HSBC's latest disclosure statement showed charges for bad loans jumped by $23.3 million in the quarter from just $1.2 million at September 30 and compared with the $4.6 million charge in the December quarter of 2010. In the September quarter, HSBC had written back $0.2 million of previous charges against profit for bad loans.

The latest quarter's loss compares with the $17.2 million net profit it reported for the three months ended December 2010. That meant HSBC's net profit for calendar 2011 fell 30% to $39.4 million.

HSBC's net interest income fell 9.6% in the latest quarter to $19.8 million and it was down 7.7% to $82.6 million for calendar 2011.
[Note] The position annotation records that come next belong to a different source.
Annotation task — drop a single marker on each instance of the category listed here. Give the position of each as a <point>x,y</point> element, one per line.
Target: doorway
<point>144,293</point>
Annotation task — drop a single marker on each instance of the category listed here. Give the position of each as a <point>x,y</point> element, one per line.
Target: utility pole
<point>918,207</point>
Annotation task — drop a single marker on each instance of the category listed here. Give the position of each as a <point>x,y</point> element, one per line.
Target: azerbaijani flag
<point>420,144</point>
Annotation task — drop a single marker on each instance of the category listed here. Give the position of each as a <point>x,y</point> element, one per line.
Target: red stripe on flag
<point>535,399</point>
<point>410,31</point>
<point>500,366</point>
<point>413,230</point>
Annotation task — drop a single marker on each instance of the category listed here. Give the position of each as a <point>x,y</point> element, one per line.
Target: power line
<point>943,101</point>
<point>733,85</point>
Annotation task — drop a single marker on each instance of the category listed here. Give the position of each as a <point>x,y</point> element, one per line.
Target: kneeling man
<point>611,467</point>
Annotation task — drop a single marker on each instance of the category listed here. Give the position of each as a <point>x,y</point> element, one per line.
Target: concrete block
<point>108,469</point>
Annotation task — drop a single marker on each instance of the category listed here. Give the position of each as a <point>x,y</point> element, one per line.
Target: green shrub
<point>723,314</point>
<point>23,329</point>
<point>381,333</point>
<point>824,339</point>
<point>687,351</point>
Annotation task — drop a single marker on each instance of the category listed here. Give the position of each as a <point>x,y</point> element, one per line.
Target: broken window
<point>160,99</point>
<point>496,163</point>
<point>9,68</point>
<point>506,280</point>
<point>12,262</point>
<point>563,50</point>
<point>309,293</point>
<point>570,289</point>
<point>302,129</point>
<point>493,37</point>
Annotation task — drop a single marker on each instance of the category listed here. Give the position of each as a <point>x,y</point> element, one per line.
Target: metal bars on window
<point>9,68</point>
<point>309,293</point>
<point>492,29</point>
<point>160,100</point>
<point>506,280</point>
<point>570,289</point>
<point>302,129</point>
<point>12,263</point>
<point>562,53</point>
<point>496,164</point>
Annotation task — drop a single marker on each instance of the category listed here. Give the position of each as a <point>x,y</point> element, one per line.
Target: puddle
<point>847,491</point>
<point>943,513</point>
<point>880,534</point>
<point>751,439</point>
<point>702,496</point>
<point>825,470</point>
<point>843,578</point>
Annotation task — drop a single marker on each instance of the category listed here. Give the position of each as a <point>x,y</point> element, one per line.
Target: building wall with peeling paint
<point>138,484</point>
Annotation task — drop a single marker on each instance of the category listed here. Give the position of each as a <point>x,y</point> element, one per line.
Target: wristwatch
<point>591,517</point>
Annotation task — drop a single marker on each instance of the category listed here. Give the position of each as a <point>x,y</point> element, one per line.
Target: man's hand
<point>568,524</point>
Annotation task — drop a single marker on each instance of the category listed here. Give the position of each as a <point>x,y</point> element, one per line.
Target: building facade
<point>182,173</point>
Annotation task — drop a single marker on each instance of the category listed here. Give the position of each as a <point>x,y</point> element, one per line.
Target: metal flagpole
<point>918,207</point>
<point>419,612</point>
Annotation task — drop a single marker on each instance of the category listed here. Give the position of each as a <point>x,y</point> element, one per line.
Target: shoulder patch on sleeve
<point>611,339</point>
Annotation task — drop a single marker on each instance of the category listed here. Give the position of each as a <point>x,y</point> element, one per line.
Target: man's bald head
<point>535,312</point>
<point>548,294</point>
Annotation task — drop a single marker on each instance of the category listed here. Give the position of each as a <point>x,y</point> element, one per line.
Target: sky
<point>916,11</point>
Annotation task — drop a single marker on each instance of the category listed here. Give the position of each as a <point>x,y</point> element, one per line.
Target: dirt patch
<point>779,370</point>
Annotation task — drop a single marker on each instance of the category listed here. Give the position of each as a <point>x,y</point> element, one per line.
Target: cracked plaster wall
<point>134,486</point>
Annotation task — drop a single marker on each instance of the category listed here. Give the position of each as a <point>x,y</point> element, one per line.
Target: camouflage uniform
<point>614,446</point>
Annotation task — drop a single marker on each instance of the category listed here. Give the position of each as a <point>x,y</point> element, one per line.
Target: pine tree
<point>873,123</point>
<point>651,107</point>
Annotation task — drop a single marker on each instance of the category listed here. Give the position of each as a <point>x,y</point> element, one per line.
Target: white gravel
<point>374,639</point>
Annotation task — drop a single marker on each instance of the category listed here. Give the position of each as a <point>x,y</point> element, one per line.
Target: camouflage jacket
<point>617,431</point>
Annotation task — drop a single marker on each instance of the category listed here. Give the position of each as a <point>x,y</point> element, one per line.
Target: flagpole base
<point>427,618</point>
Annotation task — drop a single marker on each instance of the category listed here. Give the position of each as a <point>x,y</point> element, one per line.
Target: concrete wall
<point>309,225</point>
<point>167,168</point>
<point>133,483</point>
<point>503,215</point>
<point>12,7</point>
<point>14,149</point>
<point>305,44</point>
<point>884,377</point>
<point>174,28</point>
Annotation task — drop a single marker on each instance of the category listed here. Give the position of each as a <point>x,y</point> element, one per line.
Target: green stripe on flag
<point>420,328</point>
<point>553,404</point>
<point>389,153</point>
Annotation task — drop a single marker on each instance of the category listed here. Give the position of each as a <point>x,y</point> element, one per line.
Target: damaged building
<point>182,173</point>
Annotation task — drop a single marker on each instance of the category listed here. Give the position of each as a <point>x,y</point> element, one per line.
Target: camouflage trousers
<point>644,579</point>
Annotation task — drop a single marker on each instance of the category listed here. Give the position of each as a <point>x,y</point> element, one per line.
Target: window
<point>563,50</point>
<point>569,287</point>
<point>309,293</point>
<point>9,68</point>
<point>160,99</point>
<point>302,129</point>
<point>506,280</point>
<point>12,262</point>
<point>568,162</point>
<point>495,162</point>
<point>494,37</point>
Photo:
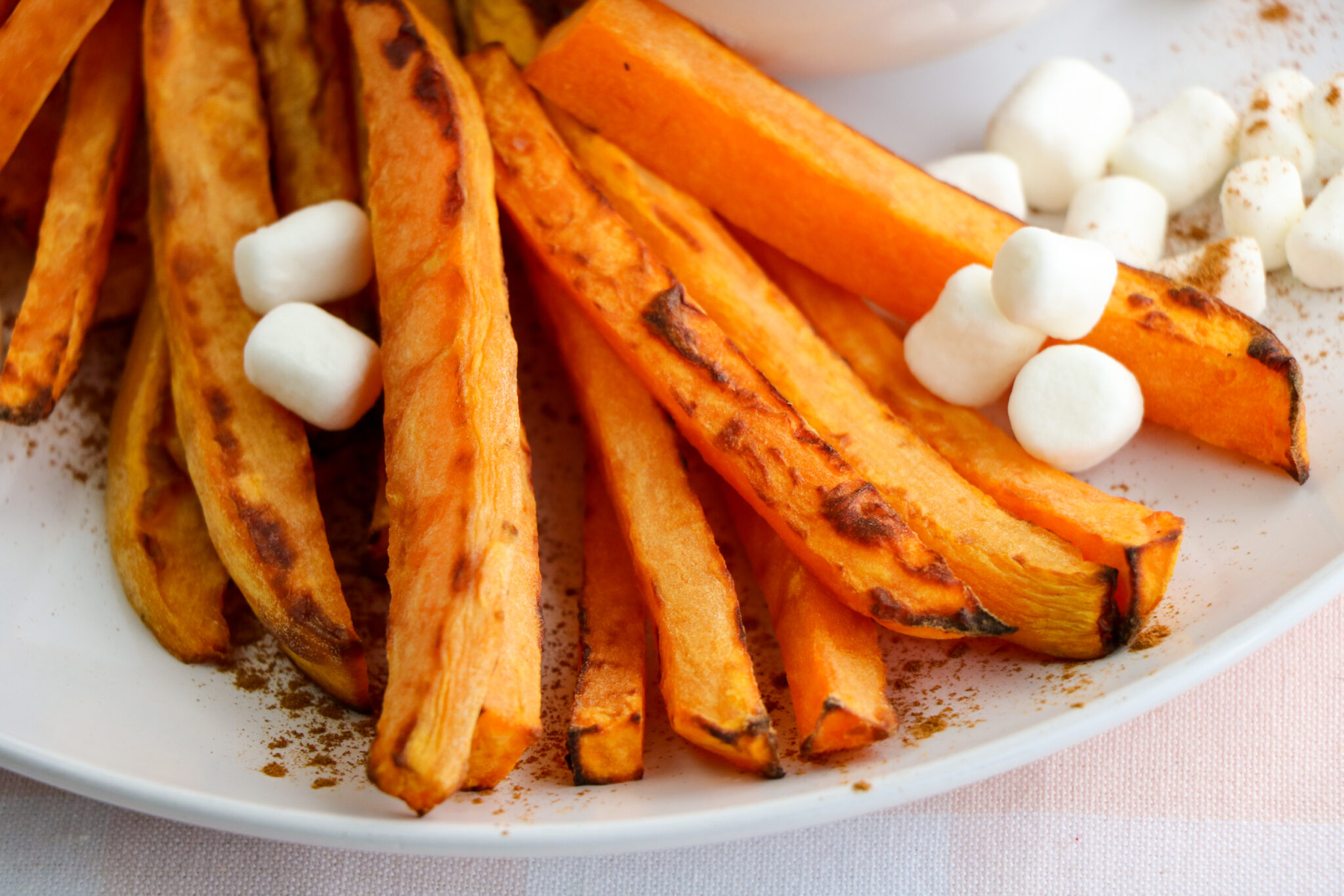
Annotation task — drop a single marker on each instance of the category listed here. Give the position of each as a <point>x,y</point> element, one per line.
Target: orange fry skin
<point>246,455</point>
<point>606,724</point>
<point>707,678</point>
<point>26,179</point>
<point>306,87</point>
<point>837,679</point>
<point>1125,535</point>
<point>37,43</point>
<point>463,519</point>
<point>768,160</point>
<point>1024,575</point>
<point>79,219</point>
<point>847,534</point>
<point>160,546</point>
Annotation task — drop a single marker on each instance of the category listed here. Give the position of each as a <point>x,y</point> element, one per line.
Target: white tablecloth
<point>1236,788</point>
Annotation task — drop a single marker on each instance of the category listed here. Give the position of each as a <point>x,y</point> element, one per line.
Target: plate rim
<point>835,802</point>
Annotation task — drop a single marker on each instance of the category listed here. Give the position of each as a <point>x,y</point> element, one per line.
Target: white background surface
<point>1205,805</point>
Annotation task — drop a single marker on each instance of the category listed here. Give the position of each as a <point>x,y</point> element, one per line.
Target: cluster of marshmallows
<point>304,357</point>
<point>1065,142</point>
<point>1072,406</point>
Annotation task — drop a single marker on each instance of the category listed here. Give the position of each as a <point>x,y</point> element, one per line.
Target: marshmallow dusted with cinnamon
<point>1060,125</point>
<point>1323,112</point>
<point>1314,246</point>
<point>991,178</point>
<point>1125,215</point>
<point>1073,407</point>
<point>1231,270</point>
<point>1185,148</point>
<point>315,365</point>
<point>1055,284</point>
<point>1264,199</point>
<point>1274,127</point>
<point>964,350</point>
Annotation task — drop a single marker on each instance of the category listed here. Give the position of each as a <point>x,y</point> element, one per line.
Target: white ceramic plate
<point>93,706</point>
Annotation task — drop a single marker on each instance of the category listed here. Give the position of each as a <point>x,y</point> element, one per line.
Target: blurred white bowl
<point>850,37</point>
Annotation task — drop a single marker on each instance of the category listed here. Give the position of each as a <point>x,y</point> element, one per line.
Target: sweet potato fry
<point>160,546</point>
<point>606,723</point>
<point>1141,543</point>
<point>37,43</point>
<point>772,163</point>
<point>463,537</point>
<point>846,533</point>
<point>131,261</point>
<point>1024,575</point>
<point>306,87</point>
<point>79,219</point>
<point>837,679</point>
<point>511,23</point>
<point>26,179</point>
<point>440,14</point>
<point>247,456</point>
<point>707,679</point>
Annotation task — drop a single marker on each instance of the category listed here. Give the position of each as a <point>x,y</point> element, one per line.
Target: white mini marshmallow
<point>1125,215</point>
<point>964,350</point>
<point>1316,243</point>
<point>314,363</point>
<point>1055,284</point>
<point>990,176</point>
<point>1060,125</point>
<point>1323,112</point>
<point>1073,407</point>
<point>1264,199</point>
<point>1230,269</point>
<point>315,255</point>
<point>1273,125</point>
<point>1185,148</point>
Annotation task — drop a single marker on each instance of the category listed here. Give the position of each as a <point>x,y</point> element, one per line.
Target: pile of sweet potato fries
<point>696,238</point>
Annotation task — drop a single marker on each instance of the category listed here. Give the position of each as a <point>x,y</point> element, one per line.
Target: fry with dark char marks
<point>606,724</point>
<point>79,219</point>
<point>463,551</point>
<point>707,678</point>
<point>306,88</point>
<point>160,546</point>
<point>772,163</point>
<point>37,43</point>
<point>246,455</point>
<point>835,520</point>
<point>837,679</point>
<point>1141,543</point>
<point>1024,575</point>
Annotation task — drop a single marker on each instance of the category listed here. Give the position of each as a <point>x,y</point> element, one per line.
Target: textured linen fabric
<point>1236,788</point>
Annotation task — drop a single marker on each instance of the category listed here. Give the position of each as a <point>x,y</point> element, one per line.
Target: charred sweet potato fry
<point>306,87</point>
<point>707,679</point>
<point>160,546</point>
<point>606,723</point>
<point>778,167</point>
<point>463,537</point>
<point>79,219</point>
<point>835,520</point>
<point>1024,575</point>
<point>1141,543</point>
<point>37,43</point>
<point>837,679</point>
<point>247,456</point>
<point>26,178</point>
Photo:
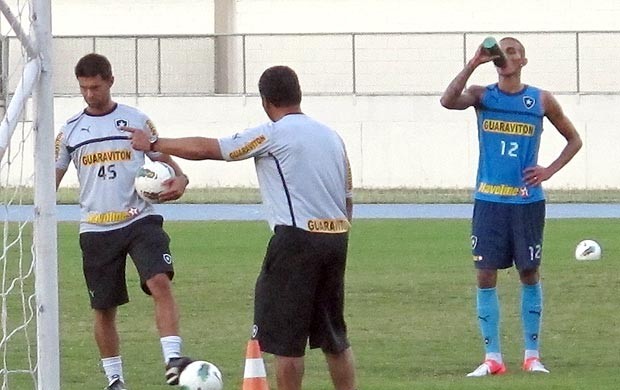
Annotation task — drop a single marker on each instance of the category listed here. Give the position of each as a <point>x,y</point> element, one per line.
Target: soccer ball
<point>588,250</point>
<point>201,375</point>
<point>149,180</point>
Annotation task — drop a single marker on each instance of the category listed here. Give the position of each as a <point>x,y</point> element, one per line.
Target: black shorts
<point>104,256</point>
<point>504,234</point>
<point>300,293</point>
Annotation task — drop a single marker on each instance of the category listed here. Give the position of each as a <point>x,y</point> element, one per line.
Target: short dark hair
<point>92,65</point>
<point>279,85</point>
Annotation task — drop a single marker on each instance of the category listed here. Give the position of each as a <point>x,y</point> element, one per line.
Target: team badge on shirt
<point>528,101</point>
<point>120,122</point>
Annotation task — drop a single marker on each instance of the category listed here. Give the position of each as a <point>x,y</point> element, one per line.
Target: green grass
<point>410,308</point>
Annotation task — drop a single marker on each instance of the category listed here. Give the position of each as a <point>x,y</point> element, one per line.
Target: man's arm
<point>189,148</point>
<point>456,97</point>
<point>555,114</point>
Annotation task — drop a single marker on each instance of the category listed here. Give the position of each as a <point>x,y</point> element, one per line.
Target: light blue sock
<point>488,318</point>
<point>531,314</point>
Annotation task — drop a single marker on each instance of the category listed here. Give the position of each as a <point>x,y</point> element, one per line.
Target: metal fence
<point>327,64</point>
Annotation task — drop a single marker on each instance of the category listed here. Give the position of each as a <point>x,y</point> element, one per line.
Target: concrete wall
<point>407,141</point>
<point>118,17</point>
<point>393,141</point>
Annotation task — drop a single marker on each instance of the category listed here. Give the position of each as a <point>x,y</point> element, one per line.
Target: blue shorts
<point>504,234</point>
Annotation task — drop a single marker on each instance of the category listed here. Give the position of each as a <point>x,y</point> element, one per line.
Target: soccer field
<point>410,308</point>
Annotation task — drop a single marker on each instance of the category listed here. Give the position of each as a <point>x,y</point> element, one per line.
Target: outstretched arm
<point>456,97</point>
<point>189,148</point>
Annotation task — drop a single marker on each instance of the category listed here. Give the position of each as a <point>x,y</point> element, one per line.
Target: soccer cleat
<point>116,384</point>
<point>174,368</point>
<point>533,364</point>
<point>489,367</point>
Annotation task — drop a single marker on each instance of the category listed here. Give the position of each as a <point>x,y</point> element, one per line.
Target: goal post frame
<point>36,82</point>
<point>45,229</point>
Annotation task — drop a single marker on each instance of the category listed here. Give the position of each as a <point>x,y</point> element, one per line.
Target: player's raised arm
<point>456,97</point>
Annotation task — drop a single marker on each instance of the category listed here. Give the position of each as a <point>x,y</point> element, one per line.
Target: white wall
<point>119,17</point>
<point>396,141</point>
<point>392,141</point>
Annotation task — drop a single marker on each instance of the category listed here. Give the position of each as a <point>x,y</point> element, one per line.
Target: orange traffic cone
<point>254,375</point>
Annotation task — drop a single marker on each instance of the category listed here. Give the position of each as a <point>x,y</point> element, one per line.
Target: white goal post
<point>29,261</point>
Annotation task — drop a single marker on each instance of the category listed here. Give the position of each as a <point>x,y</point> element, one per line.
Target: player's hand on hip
<point>534,176</point>
<point>139,138</point>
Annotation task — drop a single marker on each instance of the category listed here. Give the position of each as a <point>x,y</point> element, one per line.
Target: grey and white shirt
<point>302,169</point>
<point>106,165</point>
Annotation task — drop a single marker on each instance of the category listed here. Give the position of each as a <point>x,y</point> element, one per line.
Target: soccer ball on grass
<point>150,178</point>
<point>201,375</point>
<point>588,250</point>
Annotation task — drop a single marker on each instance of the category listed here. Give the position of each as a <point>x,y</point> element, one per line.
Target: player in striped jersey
<point>115,221</point>
<point>305,183</point>
<point>509,206</point>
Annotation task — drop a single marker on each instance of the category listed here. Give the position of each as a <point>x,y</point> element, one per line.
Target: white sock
<point>529,353</point>
<point>497,356</point>
<point>113,368</point>
<point>171,347</point>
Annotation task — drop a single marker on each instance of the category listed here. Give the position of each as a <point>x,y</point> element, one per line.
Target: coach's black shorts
<point>504,234</point>
<point>104,256</point>
<point>300,293</point>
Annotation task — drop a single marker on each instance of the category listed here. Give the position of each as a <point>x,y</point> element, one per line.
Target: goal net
<point>29,341</point>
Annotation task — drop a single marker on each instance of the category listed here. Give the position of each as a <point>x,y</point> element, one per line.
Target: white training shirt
<point>302,169</point>
<point>106,166</point>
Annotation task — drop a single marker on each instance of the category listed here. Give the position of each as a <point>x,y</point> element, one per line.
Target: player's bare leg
<point>106,334</point>
<point>166,310</point>
<point>289,372</point>
<point>342,369</point>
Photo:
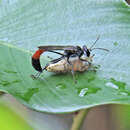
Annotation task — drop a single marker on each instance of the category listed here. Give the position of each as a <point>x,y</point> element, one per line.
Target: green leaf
<point>11,121</point>
<point>30,24</point>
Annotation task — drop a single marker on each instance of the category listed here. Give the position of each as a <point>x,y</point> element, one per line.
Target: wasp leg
<point>84,60</point>
<point>36,75</point>
<point>57,60</point>
<point>73,74</point>
<point>50,57</point>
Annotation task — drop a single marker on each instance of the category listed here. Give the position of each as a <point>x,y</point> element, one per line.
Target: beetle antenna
<point>95,42</point>
<point>100,49</point>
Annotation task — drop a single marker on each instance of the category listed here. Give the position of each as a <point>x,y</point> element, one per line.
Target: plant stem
<point>78,119</point>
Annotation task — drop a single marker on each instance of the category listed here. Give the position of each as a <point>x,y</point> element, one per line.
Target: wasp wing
<point>49,48</point>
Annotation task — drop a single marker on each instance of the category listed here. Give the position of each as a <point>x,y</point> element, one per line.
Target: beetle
<point>68,52</point>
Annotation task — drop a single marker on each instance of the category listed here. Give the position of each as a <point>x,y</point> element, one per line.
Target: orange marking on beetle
<point>37,54</point>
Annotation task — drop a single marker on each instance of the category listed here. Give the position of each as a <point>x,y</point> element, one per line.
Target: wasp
<point>72,58</point>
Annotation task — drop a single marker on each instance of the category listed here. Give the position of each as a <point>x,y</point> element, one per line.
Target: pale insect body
<point>75,64</point>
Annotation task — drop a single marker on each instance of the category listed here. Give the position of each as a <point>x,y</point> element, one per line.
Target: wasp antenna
<point>95,42</point>
<point>100,49</point>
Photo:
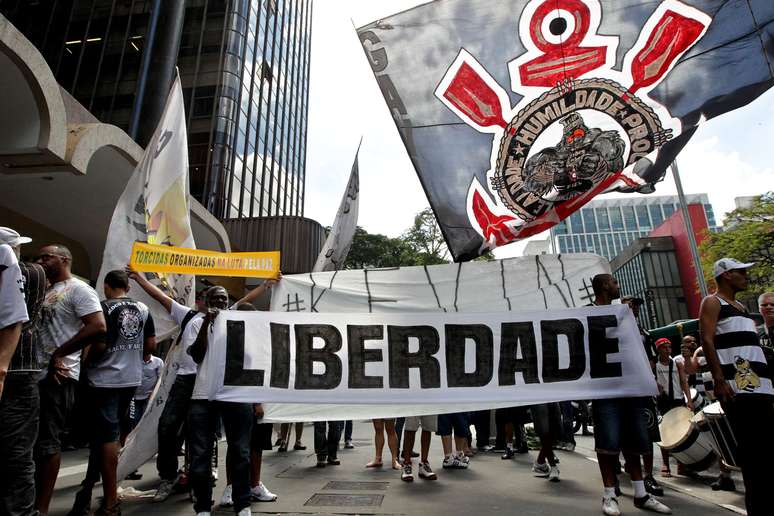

HSBC's mortgage book shrank by $11.2 million to $968.4 million in the three months ended December.

Interestingly, it was the safer part of the book which shrank while the riskier part grew - mortgages with loan-to-valuation ratios (LVRs) up to 80% shrank $20.8 million to $933.7 million while those with LVRs between 80% and 90% rose $7.5 million to $25 million and those with LVRs above 90% rose $2.1 million to $9.7 million.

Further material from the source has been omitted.